ToolMaker generates from arbitrary GitHub repositories. My pipeline operates on structured OpenAPI specs — a different constraint that changes what’s possible with deterministic generation. That distinction doesn’t appear in the literature.
When to use what
| Scenario | Approach | Approximate cost per service |
|---|---|---|
| Fewer than 5 integrations, stable APIs | Hand-code them | ~4 hours engineer time ($200-800) |
| 50+ integrations, customization not a priority | Platform (Composio, Zapier, etc.) | $0.50-5.00/month per connector |
| 50+ integrations, need type safety + tests + ownership | Hybrid pipeline (deterministic gen + LLM) | ~$0.07 one-time generation cost |
If you have three Stripe webhooks and a Slack bot, a code generation pipeline is overkill. Write the clients by hand. You’ll finish before the pipeline finishes bootstrapping.
If you need 200 integrations and your team doesn’t care about owning the code, a managed platform gets you there faster. You pay monthly instead of upfront, and you accept their abstractions.

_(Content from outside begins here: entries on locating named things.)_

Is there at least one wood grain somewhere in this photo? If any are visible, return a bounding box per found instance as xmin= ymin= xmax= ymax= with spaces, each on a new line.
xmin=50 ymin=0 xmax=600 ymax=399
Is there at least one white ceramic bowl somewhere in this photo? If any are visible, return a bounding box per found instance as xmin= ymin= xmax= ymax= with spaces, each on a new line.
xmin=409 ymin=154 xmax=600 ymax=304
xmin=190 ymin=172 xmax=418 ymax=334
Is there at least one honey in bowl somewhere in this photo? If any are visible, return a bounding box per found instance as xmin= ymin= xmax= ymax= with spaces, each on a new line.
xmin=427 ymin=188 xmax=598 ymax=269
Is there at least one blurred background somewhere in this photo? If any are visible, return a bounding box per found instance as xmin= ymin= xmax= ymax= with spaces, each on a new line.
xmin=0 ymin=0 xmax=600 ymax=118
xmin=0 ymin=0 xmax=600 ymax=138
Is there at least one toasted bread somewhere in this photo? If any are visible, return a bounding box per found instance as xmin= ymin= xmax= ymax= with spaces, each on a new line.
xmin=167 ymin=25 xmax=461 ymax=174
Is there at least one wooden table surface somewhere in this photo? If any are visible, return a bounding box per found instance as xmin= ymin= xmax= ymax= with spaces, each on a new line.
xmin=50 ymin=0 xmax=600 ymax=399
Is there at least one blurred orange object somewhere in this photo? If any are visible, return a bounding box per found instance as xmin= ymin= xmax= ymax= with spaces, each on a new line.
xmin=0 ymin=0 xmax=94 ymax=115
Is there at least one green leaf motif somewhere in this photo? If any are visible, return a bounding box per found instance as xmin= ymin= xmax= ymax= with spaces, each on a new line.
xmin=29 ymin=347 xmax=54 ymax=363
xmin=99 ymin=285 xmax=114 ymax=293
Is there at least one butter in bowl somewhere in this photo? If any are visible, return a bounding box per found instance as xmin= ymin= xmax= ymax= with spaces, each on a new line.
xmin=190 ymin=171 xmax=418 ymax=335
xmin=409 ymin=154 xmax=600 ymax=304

The hybrid approach earns its complexity when you need scale and control. Fifty-plus services, each with typed clients, generated tests, and code you can read and modify without vendor lock-in. At $0.07 per service, the generation cost rounds to zero. The value is in what you don’t spend afterward — no platform fees compounding monthly, no engineer-hours hand-coding boilerplate that a deterministic template handles in seconds.
Pick based on your constraints, not on what sounds most sophisticated.
Where this leads
Three APIs was enough to see the pattern. The LLM fabricated a URL it could have copied. It mistyped a schema it could have mapped. It escaped into **kwargs when the types got complex. Every failure was a mechanical task the LLM had no business doing. The deterministic path is quieter, but it’s correct.